Riwayat sang pengarang kitab; latar belakang penulisan kitab; sekilas tentang
tafsir “Lubâb al-Takwîl fî Ma’ânî al-Tanzîl (al-Khâzin)”; serta pujian dan
kritikan atasnya. Penelitian dan kajian terhadap tafsir al-Khâzin bukanlah
sesuatu yang baru. Meski demikian, tulisan ini diharap dapat memberikan
deskripsi umum tentang tafsir al-Khâzin dan menjadi rujukan bagi para peneliti
berikutnya.
Riwayat Hidup al-Khâzin
Lubâb al-Takwîl
fî Ma’ânî al-Tanzîl adalah karya ‘Alâu al-Dîn Alî ibn Muhammad ibn Ibrahim
al-Baghdâdî atau yang terkenal dengan panggilan al-Khâzin. Ia lahir pada tahun
678 H di Baghdad. Panggilan al-Khâzin yang ditujukan kepadanya dikarenakan ia
merupakan penjaga kitab-kitab di perpustakaan Khanqah al-Samistiyah.
Al-Khâzin
dikenal sebagai seorang sufi, orang yang baik hati dan mukanya yang cerah. Ia
juga banyak menguasai keilmuan agama. Hal ini dibuktikan dari beberapa karya
yang ia tuliskan. Diantara karyanya: Syarakh Umdatu al-Ahkâm, Maqbûl al-Manqûl,
Musnad al-Syafi’i, Musnad Ahmad, Muwatha’, Sunan Daruqutni yang ditulis sesuai
bab serta Sirah Nabi. Al-Khâzin wafat pada tahun 741 H.
Guna
mengembangkan pengetahuan dan keilmuannya, al-Khâzin berguru pada al-Qasimi ibn
al-Muhdzafar yang berada di Damaskus. Kemudian ia melanjutkan ke Mesir dan
berguru pada Wazirah binti Umar ibn As’ad Ummi Abdullah.[1]

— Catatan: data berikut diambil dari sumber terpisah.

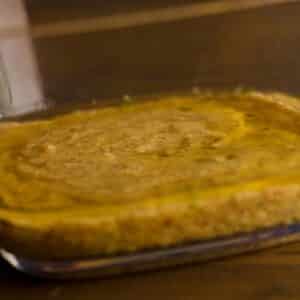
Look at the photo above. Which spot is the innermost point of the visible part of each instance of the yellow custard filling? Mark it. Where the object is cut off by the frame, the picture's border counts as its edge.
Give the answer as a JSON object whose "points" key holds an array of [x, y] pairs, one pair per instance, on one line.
{"points": [[150, 173]]}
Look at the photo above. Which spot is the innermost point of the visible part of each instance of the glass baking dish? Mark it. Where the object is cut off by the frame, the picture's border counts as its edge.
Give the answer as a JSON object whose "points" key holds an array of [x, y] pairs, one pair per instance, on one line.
{"points": [[55, 58]]}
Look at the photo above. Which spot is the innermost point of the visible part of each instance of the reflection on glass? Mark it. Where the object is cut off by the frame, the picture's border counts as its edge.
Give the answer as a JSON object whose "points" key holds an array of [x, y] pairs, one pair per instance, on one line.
{"points": [[19, 75]]}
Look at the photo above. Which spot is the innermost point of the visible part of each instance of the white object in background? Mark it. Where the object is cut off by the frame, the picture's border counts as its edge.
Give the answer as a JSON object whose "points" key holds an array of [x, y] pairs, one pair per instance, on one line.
{"points": [[18, 67]]}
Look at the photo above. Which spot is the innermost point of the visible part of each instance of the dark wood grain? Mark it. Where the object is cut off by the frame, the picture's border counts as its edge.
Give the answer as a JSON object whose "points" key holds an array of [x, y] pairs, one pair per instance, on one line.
{"points": [[268, 274]]}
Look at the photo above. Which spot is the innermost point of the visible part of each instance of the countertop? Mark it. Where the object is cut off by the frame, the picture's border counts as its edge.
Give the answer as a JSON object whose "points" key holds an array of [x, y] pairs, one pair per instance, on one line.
{"points": [[268, 274]]}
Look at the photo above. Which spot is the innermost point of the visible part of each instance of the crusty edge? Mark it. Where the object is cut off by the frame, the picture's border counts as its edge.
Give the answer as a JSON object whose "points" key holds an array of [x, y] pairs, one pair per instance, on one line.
{"points": [[156, 226]]}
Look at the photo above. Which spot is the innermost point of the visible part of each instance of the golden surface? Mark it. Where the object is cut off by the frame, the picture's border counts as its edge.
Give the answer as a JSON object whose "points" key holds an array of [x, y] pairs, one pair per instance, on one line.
{"points": [[146, 174]]}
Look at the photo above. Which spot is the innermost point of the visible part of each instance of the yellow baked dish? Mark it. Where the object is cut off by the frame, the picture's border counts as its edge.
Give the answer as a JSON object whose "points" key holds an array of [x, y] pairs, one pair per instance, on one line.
{"points": [[154, 173]]}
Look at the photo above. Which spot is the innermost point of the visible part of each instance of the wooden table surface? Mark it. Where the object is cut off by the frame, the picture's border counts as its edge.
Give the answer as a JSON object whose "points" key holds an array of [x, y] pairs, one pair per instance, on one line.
{"points": [[268, 274], [257, 49]]}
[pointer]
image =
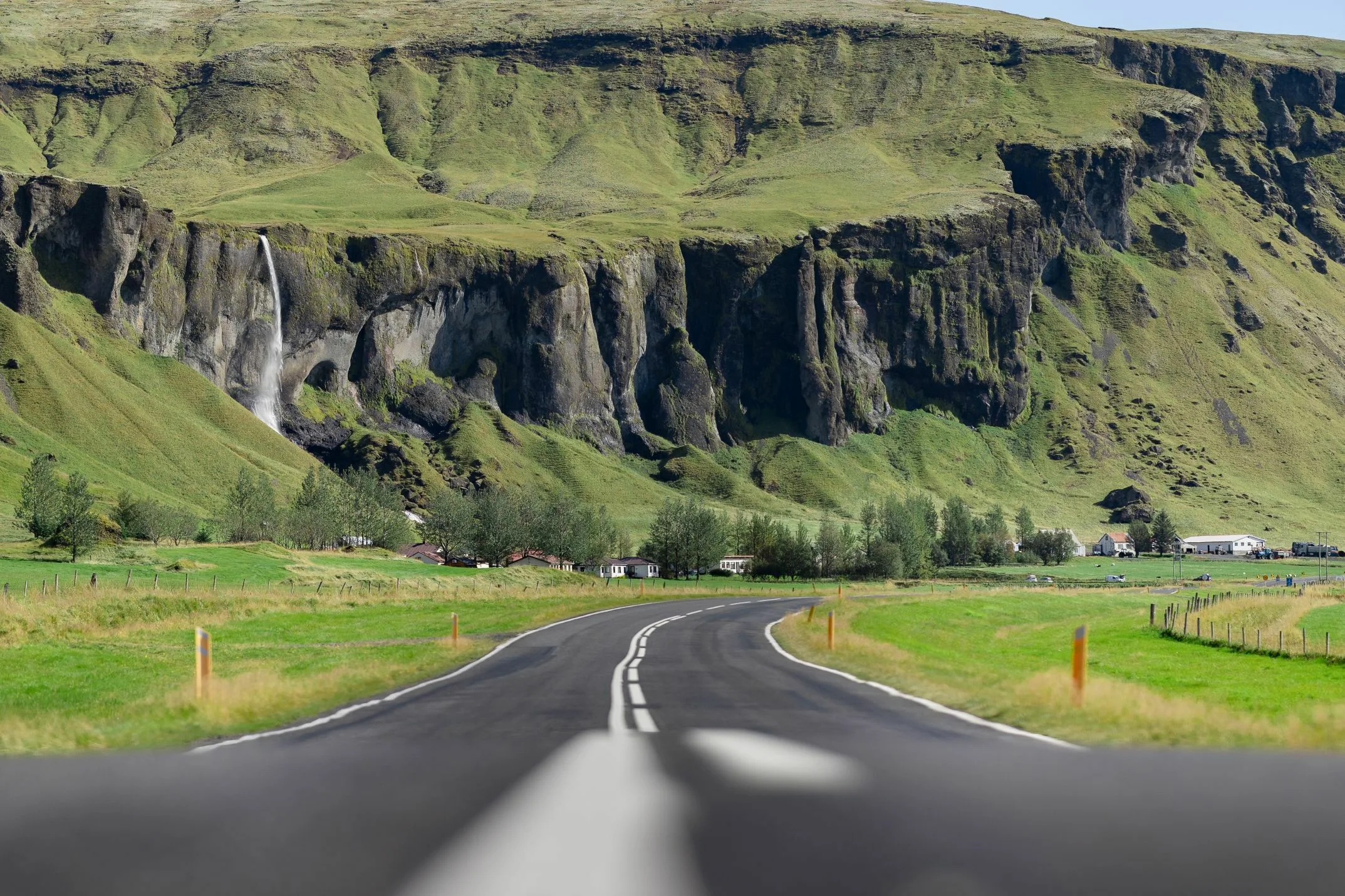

Ia juga tercatat pernah belajar hadis ke Maghrib kepada al-Tsa’labi al-Jazair
yang dikenal dengan nama Zaid Abdu al-Rahman ibn Muhammad ibn Makhluf.[2]
Latar Belakang
Penulisan Kitab
Tafsir al-Khâzin
merupakan ringkasan dari kitab Madârik al-Tanzîl wa Haqaiqi al-Takwîl yang
ditulis Abdullah Ahmad ibn Mahmûd al-Nasafî (w. 701 H). Madârik al-Tanzîl
sebetulnya hasil ringkasan dan banyak mengutip dari tafsir al-Kasysyâf karya
al-Zamakhsyarî (w. 538 H) dan Ma’âlim al-Tanzîl karya Abû Muhammad Husain ibn
Mas’ud al-Baghawî (w. 510 H). Tetapi al-Nasafî tidak memasukkan
penafsiran-penafsiran bias Muktazilah seperti hal nya al-Zamakhsyari, karena
ia bermazhab Ahlu al-Sunnah.[3]
Alasan al-Khâzin
–seperti ia kemukakan dalam muqaddimah tafsirnya- menulis dan meringkas kitab Madârik
al-Tanzîl (yang merupakan ringkasan Ma’âlim al-Tanzîl) didasari “cinta” nya
kepada al-Baghawî. Menurutnya, al-Baghawî adalah seorang yang mulia, yang
menghidupkan sunnah Nabi dan luas pengetahuan ilmu. Lebih lanjut, al-Khâzin
menilai Tafsir Ma’âlim al-Tanzîl sebagai kitab tafsir terbaik yang didalamnya
terkandung hadis-hadis sahih, kisah-kisah yang menarik serta banyak mengulas
persoalan hukum syariah. Upaya al-Khâzin dalam meringkas kitab Ma’âlim al-Tanzîl
adalah dengan membuang sanad-sanad pada hadis yang dikutip dan memotong cerita
yang panjang.[4]
Al-Khâzin
memaparkan lima hal sebelum memulai tafsirnya, yakni: tentang fadhilah belajar
al-Qur’an; ancaman bagi orang yang berbicara al-Qur’an tanpa didasari ilmu dan
orang yang hafal al-Qur’an tetapi melupakannya dan tidak mengulangi hafalannya;
penjelasan tentang turunnya al-Qur’an dan urutan-urutan sûrah; penjelasan
mengenai turunnya al-Qur’an dalam tujuh huruf; serta tentang pengertian tafsir
dan takwil.[5]
Sekilas Tentang
Kitab Tafsir al-Khâzin
Penulis
melakukan penelitian kitab tafsir Lubâb al-Takwîl fî Ma’ânî al-Tanzîl atau al-Khâzin
menggunakan kitab terbitan Dâr al-Fikr (tidak disebutkan tahun penerbitan).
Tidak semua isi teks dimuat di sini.